Open Source Power Block

It's becoming a phrase that is borderline cliche. The energy tsunami is on it's way because of what I would consider to be the perfect storm.
Richard Branson, both as entrepreneur and some one who just seem "incredibly cool." in a blog post about making lists, http://www.virgin.com/richard-branson/blog/top-10-tips-for-making-lists , he suggests "Set far off, outlandish goals. What do you want to have achieved by 2020? How about 2050." For sure, when we think we thing big, there is always bigger.
Which brings up the point "where the heck did you get that name 'Hybrid Grid?" The fast answer "Well by 2020 America will have an Uninterruptible Power Supply in every building that uses electricity."
 
Well, at the end of the day it's about combining all possible power sources with storage. Like an hybrid electric vehicle, combining storage with an internal combustion engine, a hybrid "grid" would be any power distribution network that combines energy storage with some way to switch between utility power and the storage bank.
So the open source power block is an idea that has been somewhat quiet but for the electric vehicle arena.
Now, I think most of us with some amount of "electrical-ness," engineering or maintenance or simply hobbyist, know about using a Variable-Frequency Drive to run an AC motor. It's been around since the eighties when high-power IGBT's became available and there have been tons of variations. Nowadays, VFD's are going into every installation, when they are mostly just a glorified soft-start. But that's another discussion...
So where was I? Oh yeah... VFD's can be used for other things than just motors...it turns out you can use them to run heaters, although that's probably not so suprising.

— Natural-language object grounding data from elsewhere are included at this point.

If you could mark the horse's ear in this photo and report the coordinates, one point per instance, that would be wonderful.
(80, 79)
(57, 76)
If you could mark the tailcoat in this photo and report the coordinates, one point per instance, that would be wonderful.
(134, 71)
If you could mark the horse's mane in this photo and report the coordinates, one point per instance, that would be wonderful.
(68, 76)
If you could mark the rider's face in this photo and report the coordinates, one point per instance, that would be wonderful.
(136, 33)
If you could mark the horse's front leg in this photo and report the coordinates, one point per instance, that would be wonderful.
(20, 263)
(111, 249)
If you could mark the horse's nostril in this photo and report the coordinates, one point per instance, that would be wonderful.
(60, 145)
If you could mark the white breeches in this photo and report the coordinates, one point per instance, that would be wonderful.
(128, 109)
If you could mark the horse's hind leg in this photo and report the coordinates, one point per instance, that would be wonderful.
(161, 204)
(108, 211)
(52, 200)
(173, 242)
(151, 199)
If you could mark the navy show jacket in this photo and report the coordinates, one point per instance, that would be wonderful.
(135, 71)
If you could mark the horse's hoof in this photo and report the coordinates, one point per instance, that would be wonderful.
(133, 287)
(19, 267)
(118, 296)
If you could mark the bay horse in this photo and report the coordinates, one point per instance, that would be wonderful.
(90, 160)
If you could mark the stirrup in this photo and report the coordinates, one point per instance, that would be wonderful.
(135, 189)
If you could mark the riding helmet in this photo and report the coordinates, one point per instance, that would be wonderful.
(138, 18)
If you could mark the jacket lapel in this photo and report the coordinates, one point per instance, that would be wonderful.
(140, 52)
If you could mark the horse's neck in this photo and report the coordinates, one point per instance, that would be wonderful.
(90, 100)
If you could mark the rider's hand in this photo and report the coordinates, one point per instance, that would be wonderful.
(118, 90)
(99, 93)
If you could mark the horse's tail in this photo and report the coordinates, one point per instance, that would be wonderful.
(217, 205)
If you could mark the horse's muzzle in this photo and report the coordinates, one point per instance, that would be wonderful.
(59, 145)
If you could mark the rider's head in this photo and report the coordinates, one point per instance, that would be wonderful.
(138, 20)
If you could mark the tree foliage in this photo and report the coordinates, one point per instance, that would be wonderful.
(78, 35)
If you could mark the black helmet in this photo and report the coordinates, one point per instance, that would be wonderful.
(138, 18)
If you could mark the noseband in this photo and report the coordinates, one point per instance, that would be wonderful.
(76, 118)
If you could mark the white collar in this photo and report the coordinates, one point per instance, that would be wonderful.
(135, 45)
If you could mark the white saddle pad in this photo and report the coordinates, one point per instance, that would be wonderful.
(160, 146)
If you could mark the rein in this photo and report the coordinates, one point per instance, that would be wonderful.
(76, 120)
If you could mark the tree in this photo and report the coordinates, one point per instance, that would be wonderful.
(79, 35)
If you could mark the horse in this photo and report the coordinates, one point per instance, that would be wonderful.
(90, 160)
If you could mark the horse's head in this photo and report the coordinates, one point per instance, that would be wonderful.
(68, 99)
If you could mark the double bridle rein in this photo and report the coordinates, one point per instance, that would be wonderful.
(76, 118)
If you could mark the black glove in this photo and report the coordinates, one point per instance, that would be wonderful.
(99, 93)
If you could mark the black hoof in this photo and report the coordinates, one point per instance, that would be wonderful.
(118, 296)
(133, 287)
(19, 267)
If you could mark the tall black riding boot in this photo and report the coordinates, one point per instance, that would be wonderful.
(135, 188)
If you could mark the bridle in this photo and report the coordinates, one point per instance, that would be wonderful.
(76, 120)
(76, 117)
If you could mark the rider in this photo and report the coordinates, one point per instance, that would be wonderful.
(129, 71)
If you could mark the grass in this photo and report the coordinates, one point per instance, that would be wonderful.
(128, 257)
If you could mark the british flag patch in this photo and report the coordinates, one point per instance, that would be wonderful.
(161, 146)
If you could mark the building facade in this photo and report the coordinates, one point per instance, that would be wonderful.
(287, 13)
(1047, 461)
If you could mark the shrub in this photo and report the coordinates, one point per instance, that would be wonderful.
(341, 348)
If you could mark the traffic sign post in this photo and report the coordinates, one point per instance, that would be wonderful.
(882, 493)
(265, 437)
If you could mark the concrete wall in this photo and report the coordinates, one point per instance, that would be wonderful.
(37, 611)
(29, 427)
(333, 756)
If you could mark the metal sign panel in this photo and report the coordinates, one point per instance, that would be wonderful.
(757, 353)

But what most people think is taboo is running a transformer with a VFD...what!!! you can do that, you'll burn it up! Well "no duh" if you just connect the output directly to the delta primary of a 3 phase transformer the harmonics and PWM will destroy eventually. But just like what people found with motor applications, you really need to filter the output going into the load. A simple L-C network on each leg, and it can be flying wye or leg-to-leg, to filter the PWM components, and yes, you just set the frequency for 60 Hz, and for the most part the VFD will follow the load. And when you use this with a dedicated load like building lights, then it's not critical to have super-clean power because the lamps are just going to convert the power light and heat.
And speaking of heat, are there losses? Absolutely; figure about a 6-8% loss on top of a fixed loss due to the filter power. But nothing's perfect, and just like with a traditional motor application, you can always use a contactor to switch between utility power and the VFD output to the load.
So what are we missing - BATTERIES!!! Yes, you need a DC input and you can very easily string up 8,10, 20 or 44 batteries to get to a utility equivalent DC level that you apply to the DC "link." Most of the smart people do this with a blocking diode to prevent the PWM from again getting where it shouldn't and cook the batteries. So if you have three phase service (or single-phase for that matter) then you need to rectify the DC, and with a little more filtering you have a high-voltage DC charger. In the UPS applications since the re-charge time can be a day or more, it's not critical to have high-amps as long as you have the ability to pull a current through your string of batteries.
Okay, so pretty much these are the building blocks - and yes, California and probably other states are starting to get picky about the power quality, and efficiency of battery chargers, and stuff like. But UPS today are high-efficiency, high-frequency DC chargers anyways. We can work on that, maybe just figure on using a Level 3 EV charger, or may want to go with a four-quadrant source/sink type of inverter - but for the moment, these are the building blocks .